Who’s Who in 2022, Inspiring People: Therese Lee
Published 1:00am 14 December 2022

In June, Bongaree’s Therese Lee was awarded the Medal of the Order of Australia (OAM) for her service to nursing.
The former Aeromedical and Road Retrieval Nurse, who was the manager of the Metro South Area Health Service and served as the president of the College of Emergency Nursing Australasia, says the honour is also recognition of the work of the teams she’s been a part of.
“Anything I have achieved has always been with a whole lot of other people,” she says.
“I have worked with fantastic people.”
About Therese Lee
Therese says she was destined for a life of service.
“My mother was a nurse, and her mother was a teacher, so I was always going to be one or the other,” she laughs.
“Funnily enough, going nursing also allowed me to do teaching.”
She began her career as a trainee at the Royal Brisbane Hospital before nursing in England for a year.
When she came back, Therese worked in a variety of areas, including surgical wards and oncology before returning to emergency nursing.
It was there she became involved in retrievals from roadside accidents, graduating to helicopter and fixed wing rescue, later spending five years in charge of the Emergency Department at Nambour Hospital.
“It was great because I was working with people I had worked with before.
“Then I went to the Department of Health and I met Trevor (Barnes) – he was brought up from NSW to write the Disaster Plan for Queensland Health.”
Therese was also involved in developing protocols for Y2K – the plans for which didn’t need to be used when the predicted technology chaos associated with clicking over from the year 1999 to 2000 didn’t eventuate.
“Then when 9-11 happened there was a big focus on terrorism and we pulled out all the Y2K plans that showed what to do if we lost power and those sorts of things.”
Her career has seen Therese involved in mass crowd planning for events such as soccer games played in Brisbane during the 2000 Olympics, the Goodwill Games and the 2002 Commonwealth Heads Of Government Meeting, as well as receiving patients after the first Bali Bombings.

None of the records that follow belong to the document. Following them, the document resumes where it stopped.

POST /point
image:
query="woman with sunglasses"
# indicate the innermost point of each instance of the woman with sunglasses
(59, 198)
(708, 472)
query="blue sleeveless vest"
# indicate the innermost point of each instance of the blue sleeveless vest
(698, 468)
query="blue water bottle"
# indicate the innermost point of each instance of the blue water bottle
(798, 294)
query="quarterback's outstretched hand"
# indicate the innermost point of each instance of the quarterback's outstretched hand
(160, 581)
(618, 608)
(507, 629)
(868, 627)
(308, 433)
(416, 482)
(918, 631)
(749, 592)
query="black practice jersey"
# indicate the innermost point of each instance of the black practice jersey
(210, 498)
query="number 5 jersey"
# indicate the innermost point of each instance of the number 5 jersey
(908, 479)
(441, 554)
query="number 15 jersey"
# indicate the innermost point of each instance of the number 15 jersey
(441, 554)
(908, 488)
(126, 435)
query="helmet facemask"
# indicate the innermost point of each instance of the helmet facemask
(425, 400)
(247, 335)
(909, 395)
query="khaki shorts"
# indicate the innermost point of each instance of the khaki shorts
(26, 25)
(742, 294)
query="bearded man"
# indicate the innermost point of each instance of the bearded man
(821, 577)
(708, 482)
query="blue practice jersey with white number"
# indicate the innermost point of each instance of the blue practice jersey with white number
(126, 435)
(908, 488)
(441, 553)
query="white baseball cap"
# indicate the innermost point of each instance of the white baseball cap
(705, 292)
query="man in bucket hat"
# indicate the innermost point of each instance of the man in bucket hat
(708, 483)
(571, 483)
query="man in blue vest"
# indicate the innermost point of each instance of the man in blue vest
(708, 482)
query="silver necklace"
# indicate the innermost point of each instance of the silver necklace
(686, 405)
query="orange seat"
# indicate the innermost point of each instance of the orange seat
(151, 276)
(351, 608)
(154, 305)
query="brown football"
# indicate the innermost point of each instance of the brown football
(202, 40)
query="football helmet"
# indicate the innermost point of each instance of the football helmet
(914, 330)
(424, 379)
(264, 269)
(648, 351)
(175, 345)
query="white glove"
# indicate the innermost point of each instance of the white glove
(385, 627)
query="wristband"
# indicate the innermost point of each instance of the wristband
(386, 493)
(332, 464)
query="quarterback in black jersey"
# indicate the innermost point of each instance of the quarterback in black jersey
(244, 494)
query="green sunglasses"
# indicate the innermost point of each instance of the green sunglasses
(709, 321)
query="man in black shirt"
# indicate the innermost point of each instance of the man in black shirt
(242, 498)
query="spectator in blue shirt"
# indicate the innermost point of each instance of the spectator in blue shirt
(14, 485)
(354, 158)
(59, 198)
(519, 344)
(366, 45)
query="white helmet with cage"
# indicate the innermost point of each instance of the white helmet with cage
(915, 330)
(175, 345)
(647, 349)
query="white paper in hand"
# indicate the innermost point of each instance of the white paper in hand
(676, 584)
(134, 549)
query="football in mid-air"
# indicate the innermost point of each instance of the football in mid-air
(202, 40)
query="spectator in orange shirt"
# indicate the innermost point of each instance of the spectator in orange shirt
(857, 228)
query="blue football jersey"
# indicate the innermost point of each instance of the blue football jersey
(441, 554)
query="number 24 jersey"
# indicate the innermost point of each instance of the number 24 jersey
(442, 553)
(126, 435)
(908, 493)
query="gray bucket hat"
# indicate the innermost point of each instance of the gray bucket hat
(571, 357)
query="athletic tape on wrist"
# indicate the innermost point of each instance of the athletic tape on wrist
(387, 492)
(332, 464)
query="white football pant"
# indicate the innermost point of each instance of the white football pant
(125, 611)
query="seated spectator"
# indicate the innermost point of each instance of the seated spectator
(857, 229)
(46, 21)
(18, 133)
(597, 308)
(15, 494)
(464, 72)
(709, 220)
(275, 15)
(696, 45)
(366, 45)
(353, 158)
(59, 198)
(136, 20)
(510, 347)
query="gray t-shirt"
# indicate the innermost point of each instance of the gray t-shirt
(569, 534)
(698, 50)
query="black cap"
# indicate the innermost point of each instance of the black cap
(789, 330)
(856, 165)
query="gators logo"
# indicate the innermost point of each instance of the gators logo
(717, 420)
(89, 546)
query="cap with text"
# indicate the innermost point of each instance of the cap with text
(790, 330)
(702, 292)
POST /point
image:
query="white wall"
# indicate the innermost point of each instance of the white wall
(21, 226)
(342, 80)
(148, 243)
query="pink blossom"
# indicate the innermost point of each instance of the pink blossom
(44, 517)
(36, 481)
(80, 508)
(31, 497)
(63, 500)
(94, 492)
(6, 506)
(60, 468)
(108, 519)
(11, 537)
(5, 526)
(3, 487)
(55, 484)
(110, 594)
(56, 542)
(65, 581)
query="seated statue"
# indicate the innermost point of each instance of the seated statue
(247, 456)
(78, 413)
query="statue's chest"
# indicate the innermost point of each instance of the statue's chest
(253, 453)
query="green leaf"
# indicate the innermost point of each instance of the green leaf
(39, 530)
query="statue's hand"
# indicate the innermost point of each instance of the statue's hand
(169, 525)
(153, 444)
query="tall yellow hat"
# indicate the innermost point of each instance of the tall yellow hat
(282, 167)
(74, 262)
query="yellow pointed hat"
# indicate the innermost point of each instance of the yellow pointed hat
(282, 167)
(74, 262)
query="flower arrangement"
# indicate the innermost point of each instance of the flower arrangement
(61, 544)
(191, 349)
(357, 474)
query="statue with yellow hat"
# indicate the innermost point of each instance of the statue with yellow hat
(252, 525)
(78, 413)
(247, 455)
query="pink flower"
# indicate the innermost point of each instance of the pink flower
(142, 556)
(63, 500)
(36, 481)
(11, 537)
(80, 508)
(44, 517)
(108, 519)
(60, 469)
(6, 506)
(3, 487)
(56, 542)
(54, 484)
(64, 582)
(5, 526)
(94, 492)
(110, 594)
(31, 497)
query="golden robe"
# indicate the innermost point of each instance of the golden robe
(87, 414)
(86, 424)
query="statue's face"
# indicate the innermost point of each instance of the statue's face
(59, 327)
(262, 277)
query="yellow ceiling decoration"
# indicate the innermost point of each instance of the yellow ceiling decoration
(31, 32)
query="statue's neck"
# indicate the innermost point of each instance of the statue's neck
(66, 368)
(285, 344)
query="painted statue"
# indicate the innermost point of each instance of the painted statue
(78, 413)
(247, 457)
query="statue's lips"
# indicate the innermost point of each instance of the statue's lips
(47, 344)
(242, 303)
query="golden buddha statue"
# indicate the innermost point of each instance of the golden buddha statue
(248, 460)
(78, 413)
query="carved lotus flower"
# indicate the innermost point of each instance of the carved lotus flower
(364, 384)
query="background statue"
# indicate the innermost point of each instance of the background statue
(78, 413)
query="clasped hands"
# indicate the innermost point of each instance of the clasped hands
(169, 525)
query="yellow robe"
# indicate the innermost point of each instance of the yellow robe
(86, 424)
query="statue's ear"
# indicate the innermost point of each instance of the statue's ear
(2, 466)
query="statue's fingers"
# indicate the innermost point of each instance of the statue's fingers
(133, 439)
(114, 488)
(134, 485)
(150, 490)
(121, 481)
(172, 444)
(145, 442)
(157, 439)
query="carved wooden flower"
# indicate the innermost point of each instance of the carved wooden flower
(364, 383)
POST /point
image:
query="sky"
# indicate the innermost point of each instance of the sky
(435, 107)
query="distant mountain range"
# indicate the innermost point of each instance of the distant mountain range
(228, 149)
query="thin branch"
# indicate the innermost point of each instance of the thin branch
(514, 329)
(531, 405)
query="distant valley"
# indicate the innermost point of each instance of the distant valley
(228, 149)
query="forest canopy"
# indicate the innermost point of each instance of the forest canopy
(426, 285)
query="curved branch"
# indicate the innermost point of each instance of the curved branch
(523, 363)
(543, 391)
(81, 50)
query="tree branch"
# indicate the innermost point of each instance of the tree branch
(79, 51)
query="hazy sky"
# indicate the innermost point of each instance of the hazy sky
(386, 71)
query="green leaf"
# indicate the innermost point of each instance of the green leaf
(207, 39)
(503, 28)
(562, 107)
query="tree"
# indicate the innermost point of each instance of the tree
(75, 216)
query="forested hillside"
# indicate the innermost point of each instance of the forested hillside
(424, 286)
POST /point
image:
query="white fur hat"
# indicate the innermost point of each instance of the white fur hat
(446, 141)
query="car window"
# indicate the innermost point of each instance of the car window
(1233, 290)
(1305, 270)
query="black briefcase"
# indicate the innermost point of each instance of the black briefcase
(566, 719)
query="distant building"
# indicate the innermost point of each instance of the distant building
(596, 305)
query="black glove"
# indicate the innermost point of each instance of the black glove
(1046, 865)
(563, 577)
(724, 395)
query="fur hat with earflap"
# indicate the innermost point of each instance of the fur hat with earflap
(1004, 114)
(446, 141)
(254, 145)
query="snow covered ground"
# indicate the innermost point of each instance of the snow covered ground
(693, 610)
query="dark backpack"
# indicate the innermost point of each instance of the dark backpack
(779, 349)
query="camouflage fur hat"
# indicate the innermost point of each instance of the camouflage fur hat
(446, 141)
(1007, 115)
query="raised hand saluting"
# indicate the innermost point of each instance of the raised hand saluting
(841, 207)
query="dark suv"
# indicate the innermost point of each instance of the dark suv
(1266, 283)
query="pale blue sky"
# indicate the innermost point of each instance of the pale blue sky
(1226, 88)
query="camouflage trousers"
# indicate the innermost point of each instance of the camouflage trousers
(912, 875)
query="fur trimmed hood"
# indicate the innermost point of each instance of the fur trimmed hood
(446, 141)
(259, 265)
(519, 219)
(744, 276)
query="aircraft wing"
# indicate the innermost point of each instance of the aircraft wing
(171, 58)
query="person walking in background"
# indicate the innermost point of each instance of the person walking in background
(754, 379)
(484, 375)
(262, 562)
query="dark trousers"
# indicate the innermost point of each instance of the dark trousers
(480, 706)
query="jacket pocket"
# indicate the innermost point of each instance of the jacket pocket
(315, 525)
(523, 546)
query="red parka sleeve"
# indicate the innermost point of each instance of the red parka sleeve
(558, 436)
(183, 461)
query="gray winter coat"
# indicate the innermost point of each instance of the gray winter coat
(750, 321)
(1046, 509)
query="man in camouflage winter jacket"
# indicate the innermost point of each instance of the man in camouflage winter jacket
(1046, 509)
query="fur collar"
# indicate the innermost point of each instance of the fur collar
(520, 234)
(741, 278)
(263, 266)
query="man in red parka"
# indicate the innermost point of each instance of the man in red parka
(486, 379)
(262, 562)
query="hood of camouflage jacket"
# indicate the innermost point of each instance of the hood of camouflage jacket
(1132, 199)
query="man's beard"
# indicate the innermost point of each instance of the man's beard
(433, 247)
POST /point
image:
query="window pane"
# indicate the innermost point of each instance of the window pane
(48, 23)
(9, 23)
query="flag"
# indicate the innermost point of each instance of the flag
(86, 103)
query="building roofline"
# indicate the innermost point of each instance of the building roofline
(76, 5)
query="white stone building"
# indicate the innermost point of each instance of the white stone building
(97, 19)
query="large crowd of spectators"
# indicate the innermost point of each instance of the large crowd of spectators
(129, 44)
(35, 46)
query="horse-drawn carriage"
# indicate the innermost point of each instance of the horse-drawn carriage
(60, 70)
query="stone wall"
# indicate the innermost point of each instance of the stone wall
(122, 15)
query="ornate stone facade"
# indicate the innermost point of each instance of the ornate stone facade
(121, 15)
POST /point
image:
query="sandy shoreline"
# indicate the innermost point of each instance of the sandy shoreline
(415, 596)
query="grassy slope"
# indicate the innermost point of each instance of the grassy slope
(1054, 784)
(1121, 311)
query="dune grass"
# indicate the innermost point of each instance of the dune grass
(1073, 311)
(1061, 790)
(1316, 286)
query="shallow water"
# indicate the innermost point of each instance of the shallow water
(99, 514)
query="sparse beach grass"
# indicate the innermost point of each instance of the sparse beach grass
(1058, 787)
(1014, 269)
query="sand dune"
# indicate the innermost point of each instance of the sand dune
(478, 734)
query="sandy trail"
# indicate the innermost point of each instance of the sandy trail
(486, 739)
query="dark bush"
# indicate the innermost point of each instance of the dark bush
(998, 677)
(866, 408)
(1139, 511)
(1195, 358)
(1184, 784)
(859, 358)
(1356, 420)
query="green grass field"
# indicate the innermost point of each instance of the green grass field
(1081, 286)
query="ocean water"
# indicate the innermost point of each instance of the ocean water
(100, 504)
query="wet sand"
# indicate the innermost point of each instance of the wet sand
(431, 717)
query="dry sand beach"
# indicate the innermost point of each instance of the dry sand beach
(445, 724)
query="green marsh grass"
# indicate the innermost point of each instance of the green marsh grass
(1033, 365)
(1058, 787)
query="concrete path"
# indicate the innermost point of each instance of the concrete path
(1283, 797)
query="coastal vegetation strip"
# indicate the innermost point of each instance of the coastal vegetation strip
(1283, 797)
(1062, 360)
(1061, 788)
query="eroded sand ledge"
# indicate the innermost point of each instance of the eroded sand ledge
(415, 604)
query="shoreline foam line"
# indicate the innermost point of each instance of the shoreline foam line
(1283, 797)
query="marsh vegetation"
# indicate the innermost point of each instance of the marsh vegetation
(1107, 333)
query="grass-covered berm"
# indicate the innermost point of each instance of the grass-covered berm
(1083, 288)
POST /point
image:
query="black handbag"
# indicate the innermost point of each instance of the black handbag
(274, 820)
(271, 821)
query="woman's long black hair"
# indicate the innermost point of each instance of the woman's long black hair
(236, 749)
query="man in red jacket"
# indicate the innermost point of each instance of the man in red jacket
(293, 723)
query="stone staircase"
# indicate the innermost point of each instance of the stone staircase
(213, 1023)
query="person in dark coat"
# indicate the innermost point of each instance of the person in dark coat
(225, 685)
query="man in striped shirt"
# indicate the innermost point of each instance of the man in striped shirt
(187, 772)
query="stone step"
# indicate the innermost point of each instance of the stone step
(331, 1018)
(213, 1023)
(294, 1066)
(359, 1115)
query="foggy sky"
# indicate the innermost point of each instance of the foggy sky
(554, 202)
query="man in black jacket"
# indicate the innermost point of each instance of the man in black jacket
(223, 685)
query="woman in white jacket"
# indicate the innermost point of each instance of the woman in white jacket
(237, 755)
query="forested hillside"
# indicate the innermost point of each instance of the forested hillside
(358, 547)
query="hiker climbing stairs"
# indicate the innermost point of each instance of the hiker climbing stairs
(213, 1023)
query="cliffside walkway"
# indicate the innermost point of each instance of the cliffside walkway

A founding member of Flight Nurses Australia, Therese says much has changed since she began flying to rescue sites.
“When we used to do our retrievals, there’d be the pilot in the helicopter and you sat in the back.
“Then one day, there was a crewman and he said ‘I’m going to give you a safety briefing’.
“You don’t know what you don’t know – we had always just assumed everything would be ok – you’re just focussed on what you’re doing.”
Therese has been the co-ordinator of the Early Management of Severe Trauma Course for the Royal Australasian College of Surgeons since 2005, and also delivered Queensland Health’s Pre-Hospital Trauma Course in regional areas.
“We used to go around the state teaching it because people in those areas didn’t often see big trauma, but when they did, it was big.”
She says there have been many memorable moments in her career, including being on the ground in Banda Aceh in Sumatra in the wake of the 2004 tsunami which claimed the lives of more than 200,000 people.
“It has always been a privilege to look after people who are in a terrible situation,” she says.
“I remember one Christmas an old lady came in and she had had a heart attack at church and she died in the Emergency Department.”
It fell to Therese to deliver the sad news to her family, including two grandchildren.
“I will always remember going in to them and the kids were crying and the mum said ‘What a lovely Christmas gift for Grandad in Heaven’.”
Therese was humbled by her Queen’s Birthday honour.
“I am really proud to receive it, but I have always though it’s been a privilege to look after people and all of those things I have talked about have been achieved by a team of people of which I am only one.”